Other technologies like Linked Data Fragments and HDT allow for even more efficient sharing and storing of linked data.

Remember that you don't necessarily need a Triple Store or SPARQL if you want to share linked data. If you're importing linked data from other sources, you're probably going to need a triple store, because you can't know in advance what kind of data models you're going to get. However, if you have a constrained and clear schema (which most applications have!), and you want to make your apps data available as linked data, you can simply keep using your existing database. The thing that you need to do, is serialize your data as some RDF format. This might mean adding an @context object to your JSON bodies, which maps JSON keys to RDF properties. Or it might mean using some RDF serializer and create the mappings for internal concepts to external URLs inside your app.

Note that there's a difference between linked data and linked open data. Although linked data would be a great choice for publishing open data (it's also known as 5 star open data), you don't have to make your linked data accessible to others. It's perfectly possible to secure linked data using OAuth, [WebID], ACL or other methods.

Advantages of linked data

Links provide a path to extra information on something, since you can follow them. If you link to other linked data resources, it means that machines can traverse these graphs as well.
Links remove ambiguity, so it becomes very clear what is being stated.
Linked data enables a decentralized architecture. Since URLs point directly to the source of the data, even if the data is on a completely different domain and server, it can connect datasets to each other.
Linked data stays at the source, so it does not have to be copied as much. A user can simply request one specific part of the data, without having to download the entire dataset. This prevents a lot of expensive issues related with data duplication.
You don't need new APIs and API descriptions, since you can just use HTTP + Content Negotiation to fetch specific items. The data itself is browsable, like webpages are.
You can easily merge linked datasets without any collisions in identifiers.
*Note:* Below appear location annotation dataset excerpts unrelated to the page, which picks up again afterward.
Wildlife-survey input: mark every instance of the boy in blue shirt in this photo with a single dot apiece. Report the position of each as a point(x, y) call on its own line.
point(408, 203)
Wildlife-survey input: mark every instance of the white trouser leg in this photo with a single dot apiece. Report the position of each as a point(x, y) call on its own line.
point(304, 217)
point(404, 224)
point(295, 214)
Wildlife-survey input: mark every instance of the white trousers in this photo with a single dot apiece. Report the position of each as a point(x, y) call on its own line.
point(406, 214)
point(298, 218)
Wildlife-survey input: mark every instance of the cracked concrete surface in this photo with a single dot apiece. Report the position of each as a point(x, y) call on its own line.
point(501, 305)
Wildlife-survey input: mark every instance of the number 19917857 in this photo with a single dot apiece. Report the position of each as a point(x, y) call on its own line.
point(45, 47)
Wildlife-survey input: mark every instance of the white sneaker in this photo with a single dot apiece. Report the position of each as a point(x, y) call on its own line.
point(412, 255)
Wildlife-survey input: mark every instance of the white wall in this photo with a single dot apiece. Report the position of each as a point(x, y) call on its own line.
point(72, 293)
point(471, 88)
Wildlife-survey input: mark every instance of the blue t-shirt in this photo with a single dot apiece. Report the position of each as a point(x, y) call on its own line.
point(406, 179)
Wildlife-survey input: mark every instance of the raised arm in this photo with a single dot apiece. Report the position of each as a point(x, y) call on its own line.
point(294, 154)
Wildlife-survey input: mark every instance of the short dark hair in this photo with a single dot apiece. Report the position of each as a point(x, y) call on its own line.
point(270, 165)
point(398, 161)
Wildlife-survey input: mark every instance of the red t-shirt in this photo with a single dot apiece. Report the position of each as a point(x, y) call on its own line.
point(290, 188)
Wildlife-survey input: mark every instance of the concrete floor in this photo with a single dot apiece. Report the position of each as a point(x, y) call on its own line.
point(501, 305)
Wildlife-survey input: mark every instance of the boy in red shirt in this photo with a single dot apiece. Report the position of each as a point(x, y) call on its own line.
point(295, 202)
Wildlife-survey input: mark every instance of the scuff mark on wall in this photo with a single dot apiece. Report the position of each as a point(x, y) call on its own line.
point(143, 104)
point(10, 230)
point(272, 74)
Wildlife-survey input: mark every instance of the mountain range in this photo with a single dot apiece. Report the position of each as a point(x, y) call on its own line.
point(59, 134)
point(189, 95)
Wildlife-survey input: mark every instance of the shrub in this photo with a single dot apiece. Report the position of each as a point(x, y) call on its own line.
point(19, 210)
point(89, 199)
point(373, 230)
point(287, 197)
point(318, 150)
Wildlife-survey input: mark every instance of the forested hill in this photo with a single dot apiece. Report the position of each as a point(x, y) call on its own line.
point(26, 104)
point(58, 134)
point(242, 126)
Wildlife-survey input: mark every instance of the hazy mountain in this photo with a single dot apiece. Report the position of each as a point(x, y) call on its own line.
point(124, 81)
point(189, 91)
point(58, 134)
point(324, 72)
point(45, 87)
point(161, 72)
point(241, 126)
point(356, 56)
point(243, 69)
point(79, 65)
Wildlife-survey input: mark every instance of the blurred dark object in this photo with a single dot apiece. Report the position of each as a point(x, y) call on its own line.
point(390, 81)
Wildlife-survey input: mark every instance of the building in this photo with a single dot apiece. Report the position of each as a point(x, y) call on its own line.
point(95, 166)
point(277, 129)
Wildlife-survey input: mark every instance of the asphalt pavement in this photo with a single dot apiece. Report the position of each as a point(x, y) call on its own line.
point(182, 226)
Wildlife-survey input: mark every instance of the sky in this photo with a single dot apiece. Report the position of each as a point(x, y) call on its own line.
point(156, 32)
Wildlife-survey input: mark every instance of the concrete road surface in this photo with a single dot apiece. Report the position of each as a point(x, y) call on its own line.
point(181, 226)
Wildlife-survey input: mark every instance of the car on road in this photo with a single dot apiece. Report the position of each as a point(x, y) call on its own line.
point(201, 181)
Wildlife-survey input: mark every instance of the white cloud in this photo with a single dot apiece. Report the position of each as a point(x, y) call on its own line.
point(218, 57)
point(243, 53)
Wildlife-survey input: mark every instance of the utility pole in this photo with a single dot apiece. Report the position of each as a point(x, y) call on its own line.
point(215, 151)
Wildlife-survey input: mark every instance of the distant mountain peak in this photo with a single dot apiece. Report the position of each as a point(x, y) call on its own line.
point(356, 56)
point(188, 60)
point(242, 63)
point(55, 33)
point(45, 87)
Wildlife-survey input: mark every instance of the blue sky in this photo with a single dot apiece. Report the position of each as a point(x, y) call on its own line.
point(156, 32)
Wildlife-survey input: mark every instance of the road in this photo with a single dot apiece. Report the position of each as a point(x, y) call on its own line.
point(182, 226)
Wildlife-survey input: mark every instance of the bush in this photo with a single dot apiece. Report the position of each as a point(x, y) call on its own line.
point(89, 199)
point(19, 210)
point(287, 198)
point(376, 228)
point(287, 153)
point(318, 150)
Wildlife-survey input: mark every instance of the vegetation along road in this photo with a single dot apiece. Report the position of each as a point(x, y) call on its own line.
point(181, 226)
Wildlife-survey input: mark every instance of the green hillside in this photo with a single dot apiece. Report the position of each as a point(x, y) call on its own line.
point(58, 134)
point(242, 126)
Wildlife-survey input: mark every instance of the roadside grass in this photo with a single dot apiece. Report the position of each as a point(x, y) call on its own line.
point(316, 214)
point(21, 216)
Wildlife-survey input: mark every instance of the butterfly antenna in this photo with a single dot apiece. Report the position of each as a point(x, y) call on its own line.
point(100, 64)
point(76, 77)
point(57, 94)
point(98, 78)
This is because URLs are unique even across multiple domains.
Linked data can be converted to many serialization formats. This blogpost compares them. Since RDF contains more information, it's easy to convert Linked Data to JSON (for example), but the other way around is more difficult.
Linked data is a standard with many available tools, libraries and query options (e.g. SPARQL).
Linked data is highly extendible, as anyone can use their own URLs for classes, predicates and datatypes.

Disadvantages of linked data

Creating new linked data can be more time consuming, since you are expected to use (working) links instead of the words that come to mind.
It can be a bit confusing at first, especially the plurality of serialization formats.
Handling sequential data / arrays in RDF is more difficult than it should be.
Having a good URL strategy becomes more important, especially when people will use your linked data.
Rendering RDF data in a fancy GUI / web application can be tricky (check out our link-redux library for rendering linked data in React).
Re-using it often requires mapping efforts. In Object Oriented environments (e.g. javascript), developers tend to use forms of dot syntax to navigate data, e.g. when accessing a key in a JSON object, such as myObject.someProperty. With RDF, these keys are (long) URLs, so this might require some RDF ORM.
Few people are familiar with linked data, and there is a bit of a learning curve.